Englewood
Alex Pass flipped into the family’s Southern California pool June 22, broke his neck on the bottom, and felt nothing below his chest for three weeks.
Now at Craig Hospital with cervical spine damage, 16-year-old Pass can lift his left leg, move his toes and wiggle fingers.
On Sunday, Pass was watching TV as the Buffalo Bills’ Kevin Everett injured his C3 vertebra during a tackle in a game against the Denver Broncos.
“You don’t listen when they say you’ll never walk again,” Pass said. “I’d tell Everett you don’t listen to them.”
While many patients with injuries similar to Everett’s have passed through Craig – which specializes in the rehabilitation of spinal and brain injuries – their outcomes are impossible to predict, doctors here said.
Some cervical patients must rely on sip-and-puff devices to move a wheelchair, doctors said.
Increasingly, those with serious spinal injuries are pushing their wheelchairs with muscular arms – and even walking.
The key to improving prognosis doesn’t seem to be the steroid injections now common for reducing spinal inflammation, and maybe not even the cutting-edge saline injections Everett received, doctors say, but simple early interventions.
“It’s the way the medics put them on a backboard, immediate stabilization, decompression,” said G. Alexander West, a neurosurgeon at Swedish Medical Center in Englewood. “It’s the early care … and rehabilitation.”
Hospitals now treat spinal- cord injuries like heart attacks, he said, rushing patients first to imaging and then into decompression surgery to reduce pressure on the spine.
That pressure can cause extensive secondary damage, West said, and in the past, it often pushed patients with less severe injuries into the more serious “complete” category, with a total loss of sensation.
“Now, we have instruments to do everything. We can replace a disc. … We can use a cage to replace the whole vertebral body. We can stabilize the spine immediately,” West said.
Stabilized patients can be up and moving within days, which means fewer bed-related complications, such as pneumonia or urinary tract infections.
“It’s the small things that are making differences,” West said.
Cooling a patient down with chilled saline solution to preserve cells may someday prove to help prevent cell damage, West said – but the clinical studies are too new to bear out the value of deliberate hypothermia.
Studies have not borne out any effect of the steroid injections now given to virtually every spinal injury patient, said Thomas Belazy, a doctor at Craig Hospital.
Steroids decrease inflammation, and the injected drug is meant to reduce that damaging secondary inflammation
“But it doesn’t improve the outcome in studies yet,” Belazy said. “It’s probably used as much for medical liability reasons as anything else. The risks are real and the benefits are controversial.”
Steroids, for example, can leave patients more vulnerable to infections, he said.
By the time patients get to Craig – usually weeks after the initial injury – the opportunity for early intervention has passed, Belazy said.
Then, it’s all about rehabilitation, jumping on muscles that suddenly start twitching, getting a patient to really work on fingers that one day may begin to feel something.
“If the damage leaves no innervation, you can’t make that muscle work.
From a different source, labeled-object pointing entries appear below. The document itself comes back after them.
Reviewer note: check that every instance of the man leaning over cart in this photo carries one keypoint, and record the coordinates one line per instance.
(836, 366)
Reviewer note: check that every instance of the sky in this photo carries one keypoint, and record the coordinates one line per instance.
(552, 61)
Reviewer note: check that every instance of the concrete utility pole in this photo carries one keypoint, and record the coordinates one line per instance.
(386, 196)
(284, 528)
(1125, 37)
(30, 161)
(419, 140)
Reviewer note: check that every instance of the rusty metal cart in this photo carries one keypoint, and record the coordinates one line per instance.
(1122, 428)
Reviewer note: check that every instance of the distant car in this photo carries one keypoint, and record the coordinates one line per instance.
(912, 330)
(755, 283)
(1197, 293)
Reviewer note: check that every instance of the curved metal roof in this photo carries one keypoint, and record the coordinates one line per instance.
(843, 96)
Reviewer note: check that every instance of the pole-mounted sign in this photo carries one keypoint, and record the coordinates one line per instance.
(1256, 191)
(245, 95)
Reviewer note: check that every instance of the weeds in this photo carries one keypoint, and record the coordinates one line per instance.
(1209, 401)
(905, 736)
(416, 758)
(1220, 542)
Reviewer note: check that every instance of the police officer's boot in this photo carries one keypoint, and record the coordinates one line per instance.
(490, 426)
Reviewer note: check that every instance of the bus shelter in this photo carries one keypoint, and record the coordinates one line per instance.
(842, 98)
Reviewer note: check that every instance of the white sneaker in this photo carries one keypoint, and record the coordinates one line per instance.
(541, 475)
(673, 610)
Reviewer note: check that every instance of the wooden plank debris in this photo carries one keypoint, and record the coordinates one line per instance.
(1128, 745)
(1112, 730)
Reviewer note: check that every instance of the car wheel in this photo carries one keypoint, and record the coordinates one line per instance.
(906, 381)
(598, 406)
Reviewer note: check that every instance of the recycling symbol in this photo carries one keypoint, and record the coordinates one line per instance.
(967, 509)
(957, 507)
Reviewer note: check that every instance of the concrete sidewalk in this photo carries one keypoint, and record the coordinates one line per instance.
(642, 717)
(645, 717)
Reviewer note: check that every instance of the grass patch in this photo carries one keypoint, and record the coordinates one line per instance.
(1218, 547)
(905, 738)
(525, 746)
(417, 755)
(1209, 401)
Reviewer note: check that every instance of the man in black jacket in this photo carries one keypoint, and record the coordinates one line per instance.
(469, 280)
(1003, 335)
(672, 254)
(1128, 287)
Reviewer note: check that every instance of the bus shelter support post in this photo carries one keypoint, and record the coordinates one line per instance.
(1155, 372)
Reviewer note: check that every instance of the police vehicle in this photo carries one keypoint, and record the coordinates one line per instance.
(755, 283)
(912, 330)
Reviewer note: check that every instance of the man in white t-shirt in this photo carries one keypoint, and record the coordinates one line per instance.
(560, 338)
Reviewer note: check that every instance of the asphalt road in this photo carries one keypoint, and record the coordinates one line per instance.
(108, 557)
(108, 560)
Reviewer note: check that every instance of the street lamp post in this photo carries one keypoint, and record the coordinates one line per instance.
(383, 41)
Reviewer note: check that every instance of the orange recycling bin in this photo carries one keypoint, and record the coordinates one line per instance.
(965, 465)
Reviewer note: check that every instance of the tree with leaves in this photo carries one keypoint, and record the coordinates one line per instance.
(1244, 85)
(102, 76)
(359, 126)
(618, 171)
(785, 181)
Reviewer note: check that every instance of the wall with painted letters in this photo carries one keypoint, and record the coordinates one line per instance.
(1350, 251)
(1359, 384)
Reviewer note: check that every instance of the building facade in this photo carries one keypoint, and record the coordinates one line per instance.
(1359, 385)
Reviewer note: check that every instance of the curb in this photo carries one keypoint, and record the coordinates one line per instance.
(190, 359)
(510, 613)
But if there’s some, and you can make the cells work, you may not lose them,” Belazy said.
Belazy said he was baffled by the early, dismal prognosis Everett’s doctors discussed.
Even two weeks after injury, it can be hard to tell the difference between bruised tissue and spinal cells crushed beyond recovery, Belazy said.
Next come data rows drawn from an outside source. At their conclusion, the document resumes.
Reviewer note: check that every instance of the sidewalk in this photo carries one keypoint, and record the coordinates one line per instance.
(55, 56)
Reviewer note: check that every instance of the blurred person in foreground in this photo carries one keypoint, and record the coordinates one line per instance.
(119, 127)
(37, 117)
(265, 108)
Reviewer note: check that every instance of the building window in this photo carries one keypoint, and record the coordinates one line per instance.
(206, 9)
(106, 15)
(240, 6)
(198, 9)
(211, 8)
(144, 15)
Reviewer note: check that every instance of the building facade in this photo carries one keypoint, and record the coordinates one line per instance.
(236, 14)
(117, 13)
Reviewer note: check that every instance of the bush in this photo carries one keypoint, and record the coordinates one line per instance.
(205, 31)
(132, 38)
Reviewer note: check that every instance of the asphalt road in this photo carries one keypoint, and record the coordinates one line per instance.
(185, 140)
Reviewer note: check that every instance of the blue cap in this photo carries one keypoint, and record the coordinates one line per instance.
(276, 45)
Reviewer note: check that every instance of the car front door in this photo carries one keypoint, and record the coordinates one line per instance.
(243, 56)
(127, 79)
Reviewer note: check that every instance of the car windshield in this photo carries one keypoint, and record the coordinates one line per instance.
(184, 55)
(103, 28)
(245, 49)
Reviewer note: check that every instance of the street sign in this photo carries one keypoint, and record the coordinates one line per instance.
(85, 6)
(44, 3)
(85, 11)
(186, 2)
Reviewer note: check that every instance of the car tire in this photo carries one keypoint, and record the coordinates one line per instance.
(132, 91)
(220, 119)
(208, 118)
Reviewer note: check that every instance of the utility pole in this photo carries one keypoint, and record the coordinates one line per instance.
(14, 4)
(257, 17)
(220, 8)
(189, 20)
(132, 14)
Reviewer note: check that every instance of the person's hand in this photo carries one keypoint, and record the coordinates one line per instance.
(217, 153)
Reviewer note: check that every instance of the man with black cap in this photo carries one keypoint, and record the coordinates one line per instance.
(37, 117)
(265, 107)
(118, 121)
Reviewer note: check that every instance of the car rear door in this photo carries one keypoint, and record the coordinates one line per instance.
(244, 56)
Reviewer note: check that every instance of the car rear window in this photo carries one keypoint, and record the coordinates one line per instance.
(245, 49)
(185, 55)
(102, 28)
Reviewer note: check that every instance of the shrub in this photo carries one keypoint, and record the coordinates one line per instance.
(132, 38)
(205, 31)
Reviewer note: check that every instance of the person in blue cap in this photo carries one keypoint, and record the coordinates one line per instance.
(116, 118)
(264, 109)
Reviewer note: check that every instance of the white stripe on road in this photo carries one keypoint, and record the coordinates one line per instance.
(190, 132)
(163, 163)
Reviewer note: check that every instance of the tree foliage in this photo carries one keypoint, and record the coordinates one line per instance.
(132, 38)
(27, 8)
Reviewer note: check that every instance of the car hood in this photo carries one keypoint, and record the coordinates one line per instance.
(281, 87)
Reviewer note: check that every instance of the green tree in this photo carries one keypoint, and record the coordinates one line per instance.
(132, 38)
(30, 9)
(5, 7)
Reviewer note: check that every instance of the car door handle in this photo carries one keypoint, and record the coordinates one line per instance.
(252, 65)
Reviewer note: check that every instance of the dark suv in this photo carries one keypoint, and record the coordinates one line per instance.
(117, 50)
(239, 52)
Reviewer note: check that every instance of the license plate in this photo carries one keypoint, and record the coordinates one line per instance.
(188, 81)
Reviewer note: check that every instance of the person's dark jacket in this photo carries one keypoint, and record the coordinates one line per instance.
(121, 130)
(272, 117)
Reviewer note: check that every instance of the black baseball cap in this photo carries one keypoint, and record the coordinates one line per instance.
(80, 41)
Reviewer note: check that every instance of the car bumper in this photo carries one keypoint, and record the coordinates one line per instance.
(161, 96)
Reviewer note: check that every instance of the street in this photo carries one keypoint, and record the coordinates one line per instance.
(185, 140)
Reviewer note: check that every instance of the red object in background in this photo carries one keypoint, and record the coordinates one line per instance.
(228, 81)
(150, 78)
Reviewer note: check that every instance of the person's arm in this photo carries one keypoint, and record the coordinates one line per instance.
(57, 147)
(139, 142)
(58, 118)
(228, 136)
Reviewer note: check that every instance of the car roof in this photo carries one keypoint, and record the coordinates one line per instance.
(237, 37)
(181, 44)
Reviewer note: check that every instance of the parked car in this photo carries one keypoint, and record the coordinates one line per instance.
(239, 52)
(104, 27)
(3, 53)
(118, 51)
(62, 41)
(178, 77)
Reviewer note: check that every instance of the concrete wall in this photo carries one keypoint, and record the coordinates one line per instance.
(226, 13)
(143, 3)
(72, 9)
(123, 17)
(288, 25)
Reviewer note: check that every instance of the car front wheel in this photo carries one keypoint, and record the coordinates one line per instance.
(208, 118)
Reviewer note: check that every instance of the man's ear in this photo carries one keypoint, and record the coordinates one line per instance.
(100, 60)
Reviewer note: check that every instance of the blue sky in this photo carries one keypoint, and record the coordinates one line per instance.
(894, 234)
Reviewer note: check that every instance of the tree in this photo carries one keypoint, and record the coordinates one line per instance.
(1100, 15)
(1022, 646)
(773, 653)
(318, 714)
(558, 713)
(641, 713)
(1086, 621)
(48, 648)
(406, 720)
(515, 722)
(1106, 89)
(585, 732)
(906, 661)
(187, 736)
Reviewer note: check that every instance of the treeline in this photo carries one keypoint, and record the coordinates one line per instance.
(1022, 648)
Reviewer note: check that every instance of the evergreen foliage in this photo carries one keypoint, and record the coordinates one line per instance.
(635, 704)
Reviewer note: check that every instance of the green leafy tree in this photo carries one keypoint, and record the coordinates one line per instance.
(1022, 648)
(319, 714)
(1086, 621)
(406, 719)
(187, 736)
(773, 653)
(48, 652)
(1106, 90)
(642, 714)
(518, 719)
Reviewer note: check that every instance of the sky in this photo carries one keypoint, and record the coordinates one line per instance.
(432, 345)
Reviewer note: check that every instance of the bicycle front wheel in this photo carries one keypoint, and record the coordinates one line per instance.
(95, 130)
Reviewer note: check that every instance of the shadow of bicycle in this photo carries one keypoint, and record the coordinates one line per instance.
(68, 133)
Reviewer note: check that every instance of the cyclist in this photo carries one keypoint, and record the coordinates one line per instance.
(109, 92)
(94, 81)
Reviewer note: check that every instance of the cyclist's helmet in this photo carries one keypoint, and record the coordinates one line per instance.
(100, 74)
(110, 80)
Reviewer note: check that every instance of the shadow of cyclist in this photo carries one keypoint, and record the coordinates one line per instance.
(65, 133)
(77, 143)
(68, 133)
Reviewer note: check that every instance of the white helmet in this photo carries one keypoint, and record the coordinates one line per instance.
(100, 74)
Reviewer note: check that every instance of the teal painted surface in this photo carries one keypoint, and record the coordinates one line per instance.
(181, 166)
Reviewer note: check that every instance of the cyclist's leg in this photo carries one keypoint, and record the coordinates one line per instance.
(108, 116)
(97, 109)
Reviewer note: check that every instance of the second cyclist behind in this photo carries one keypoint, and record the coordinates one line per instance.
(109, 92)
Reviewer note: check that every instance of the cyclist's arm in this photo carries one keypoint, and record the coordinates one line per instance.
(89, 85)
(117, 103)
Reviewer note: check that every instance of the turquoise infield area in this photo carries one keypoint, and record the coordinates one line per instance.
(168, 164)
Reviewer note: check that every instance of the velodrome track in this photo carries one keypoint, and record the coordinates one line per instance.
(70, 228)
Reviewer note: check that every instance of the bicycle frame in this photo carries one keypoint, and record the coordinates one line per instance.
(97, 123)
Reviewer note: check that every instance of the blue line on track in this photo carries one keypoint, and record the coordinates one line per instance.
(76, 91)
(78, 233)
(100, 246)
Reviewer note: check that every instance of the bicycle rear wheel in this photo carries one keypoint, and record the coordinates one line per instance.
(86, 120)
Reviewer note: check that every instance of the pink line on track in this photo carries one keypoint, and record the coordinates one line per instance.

Three weeks after Pass’ injury, he felt nothing below the chest, the young man said.
After getting back some movement in his legs and toes, he’s now focused on his fingers.
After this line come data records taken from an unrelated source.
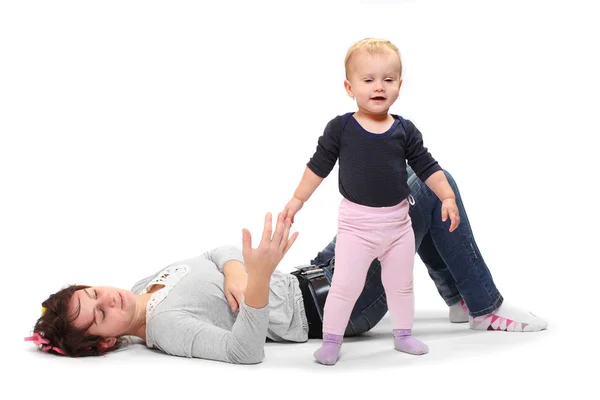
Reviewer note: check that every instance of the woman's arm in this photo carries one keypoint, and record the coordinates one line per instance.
(185, 335)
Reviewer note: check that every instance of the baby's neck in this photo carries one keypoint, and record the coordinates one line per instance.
(375, 123)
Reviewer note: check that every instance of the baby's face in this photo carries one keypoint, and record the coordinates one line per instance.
(374, 80)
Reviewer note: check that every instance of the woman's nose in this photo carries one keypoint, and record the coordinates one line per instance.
(107, 300)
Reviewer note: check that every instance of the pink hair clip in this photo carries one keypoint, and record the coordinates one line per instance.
(39, 340)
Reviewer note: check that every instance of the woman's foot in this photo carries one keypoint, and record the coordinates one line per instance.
(508, 319)
(329, 351)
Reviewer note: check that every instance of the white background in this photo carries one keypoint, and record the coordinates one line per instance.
(138, 133)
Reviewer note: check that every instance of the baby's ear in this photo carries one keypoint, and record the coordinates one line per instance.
(348, 88)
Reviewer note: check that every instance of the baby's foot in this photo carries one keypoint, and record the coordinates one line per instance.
(459, 312)
(329, 351)
(406, 343)
(508, 319)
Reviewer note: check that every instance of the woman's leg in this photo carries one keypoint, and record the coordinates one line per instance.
(459, 252)
(452, 254)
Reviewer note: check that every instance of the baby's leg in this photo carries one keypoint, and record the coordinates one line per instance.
(353, 258)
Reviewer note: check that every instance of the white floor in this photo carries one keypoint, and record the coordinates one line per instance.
(462, 363)
(121, 152)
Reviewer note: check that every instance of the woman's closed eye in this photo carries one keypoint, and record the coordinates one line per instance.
(100, 310)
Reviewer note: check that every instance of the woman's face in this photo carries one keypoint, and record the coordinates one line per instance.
(108, 311)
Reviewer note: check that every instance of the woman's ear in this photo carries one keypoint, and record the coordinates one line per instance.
(108, 343)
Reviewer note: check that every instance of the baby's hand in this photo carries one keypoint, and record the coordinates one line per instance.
(449, 208)
(292, 207)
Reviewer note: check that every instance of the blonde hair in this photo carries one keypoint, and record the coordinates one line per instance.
(372, 46)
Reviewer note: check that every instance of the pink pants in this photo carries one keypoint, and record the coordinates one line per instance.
(366, 233)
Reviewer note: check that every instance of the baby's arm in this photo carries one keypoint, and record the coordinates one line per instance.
(317, 169)
(438, 183)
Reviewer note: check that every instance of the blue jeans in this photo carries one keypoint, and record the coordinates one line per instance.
(453, 260)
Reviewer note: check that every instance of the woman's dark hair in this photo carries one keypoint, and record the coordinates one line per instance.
(56, 326)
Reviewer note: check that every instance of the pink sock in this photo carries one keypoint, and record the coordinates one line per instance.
(329, 351)
(406, 343)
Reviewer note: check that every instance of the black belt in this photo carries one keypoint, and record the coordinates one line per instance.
(315, 287)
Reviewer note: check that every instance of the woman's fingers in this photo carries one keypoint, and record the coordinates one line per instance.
(286, 234)
(279, 228)
(290, 242)
(268, 229)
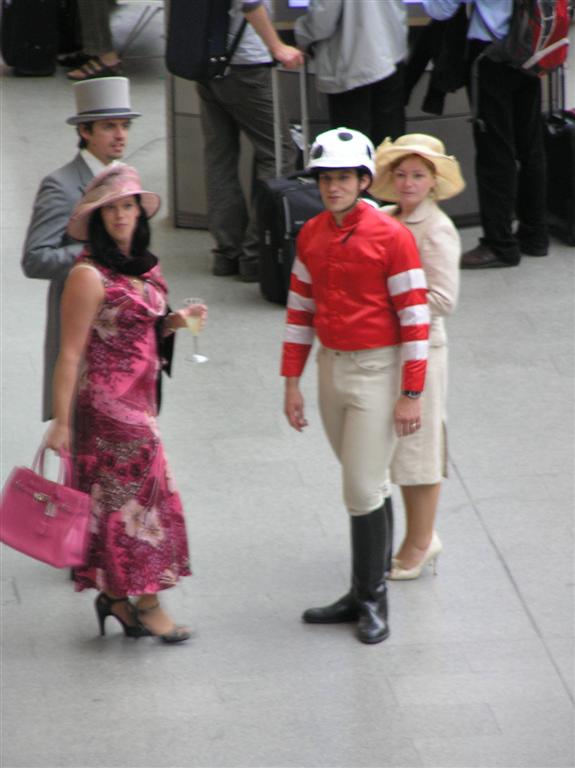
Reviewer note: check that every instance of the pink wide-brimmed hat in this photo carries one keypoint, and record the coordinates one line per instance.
(117, 181)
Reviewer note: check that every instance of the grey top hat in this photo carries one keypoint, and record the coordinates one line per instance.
(102, 98)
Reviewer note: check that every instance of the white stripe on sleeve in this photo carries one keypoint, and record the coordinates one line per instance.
(406, 281)
(414, 350)
(300, 271)
(299, 334)
(301, 303)
(416, 314)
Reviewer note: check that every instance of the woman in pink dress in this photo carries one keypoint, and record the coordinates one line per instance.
(115, 322)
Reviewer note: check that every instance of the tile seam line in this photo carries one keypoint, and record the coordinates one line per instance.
(513, 583)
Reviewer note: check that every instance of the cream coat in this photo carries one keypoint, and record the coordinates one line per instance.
(421, 458)
(439, 250)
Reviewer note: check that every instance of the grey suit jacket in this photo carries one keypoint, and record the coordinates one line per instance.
(49, 252)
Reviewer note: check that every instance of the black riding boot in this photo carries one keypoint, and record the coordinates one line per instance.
(343, 610)
(369, 543)
(388, 553)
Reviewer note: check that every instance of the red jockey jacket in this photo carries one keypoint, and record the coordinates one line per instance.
(358, 286)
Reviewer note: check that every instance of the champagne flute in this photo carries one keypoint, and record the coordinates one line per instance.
(194, 323)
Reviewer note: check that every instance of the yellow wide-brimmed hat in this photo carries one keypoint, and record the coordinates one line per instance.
(448, 179)
(117, 181)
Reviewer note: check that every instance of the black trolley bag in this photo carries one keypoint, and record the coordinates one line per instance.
(29, 36)
(559, 136)
(197, 39)
(283, 205)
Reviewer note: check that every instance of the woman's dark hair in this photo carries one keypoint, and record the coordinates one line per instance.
(105, 250)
“They’re coming back,” Pass said. “I hope this just keeps going.”
Pass, who says he’s a huge Broncos fan, is also hoping Everett ends up with him in the Englewood hospital.
After that infamous tackle, Pass said, he and several other patients watched on a hospital television as Everett fell flat without dropping his hands to catch himself.
“Everybody in there, we all said ‘Oh, that’s the next Craig patient.”‘
Earlier this year, U.S. News & World Report listed Craig as one of the country’s top 10 rehabilitation hospitals.
Thursday, Everett’s doctors said their patient could wiggle his toes, bend his hip, move his ankles, elevate and kick his leg, extend his elbows and slightly flex his biceps.